The problem is that the visionary ideas ahead of their time are indistinguishable from the crank ones: they are way outside the (scientific) Overton window and so are automatically misinterpreted and dismissed. Some of those that pan out centuries later were the germ theory of disease, soft inheritance, the idea that brain hosts the mind, etc. There are probably a few prophetic ideas published and ridiculed fairly recently, whose power will only become apparent decades or centuries from now.
This is a very outside view on these ideas. I think from the inside there’s a lot that often separates obviously bogus ideas from possibly real ones. Ideas that might pan out are generally plausible now given the evidence available, even if they cannot be proved, whereas bogus, crank ideas generally ignore what we know to claim something contradictory. This can get a bit tricky because ideas of what people consider “known” can be a little fluid, but the distinction I’m trying to draw here is between ideas that may contradict existing models but agree with what we observe and ideas that disagree with what we observe (regardless of whether they contradict existing models), the former being plausible, ahead-of-their-time ideas that might later be proven true, and the latter being clearly bogus.
(Of course sometimes, as in the case of not observing star parallax without sufficiently powerful instruments, even our observations are a limiting factor, but this does at least allow us to make specific predictions that we should expect to see something if we had more powerful instruments, and would lead us to conclude against a promising idea if we got really good observations that generated disqualifying evidence.)
I think this is an important point to recognize. If an idea agrees with observation but makes predictions that can’t currently be tested, it should be given more consideration than an idea which contradicts existing observations.
Expressed very succinctly, thank you.
I suppose what I’m really wondering is whether there’s some feature which can be perceived in the structure of the idea and its ramifications which indicate that it is on the right track, which would distinguish it from crank. Clearly there’s nothing obvious or someone would have found it by now and made a bunch of correct predictions a long time ago. Still, it makes me wonder if there’s something remaining to be found there.

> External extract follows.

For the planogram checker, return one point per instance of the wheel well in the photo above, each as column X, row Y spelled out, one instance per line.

I have a physics degree and ran the Freenode #physics channel for a few years, and so had to deal with a lot of crackpots. It’s easy to tell the obvious nonsense (it raises a lot of standard red flags, like proclaiming a well tested model wrong) but within a well informed professional community ideas ahead of their time are very hard to tell apart from the chaff. Is Tipler’s Omega point nonsense? Is AI fooming nonsense? Is Tegmark’s multiverse nonsense? Is string theory? If you read Not Even Wrong, you can get some idea how hard it is to tell promising ideas apart from the rest.
Some things are dismissed as crank because of assumptions people make. Like “there’s no way stars could be that far away!”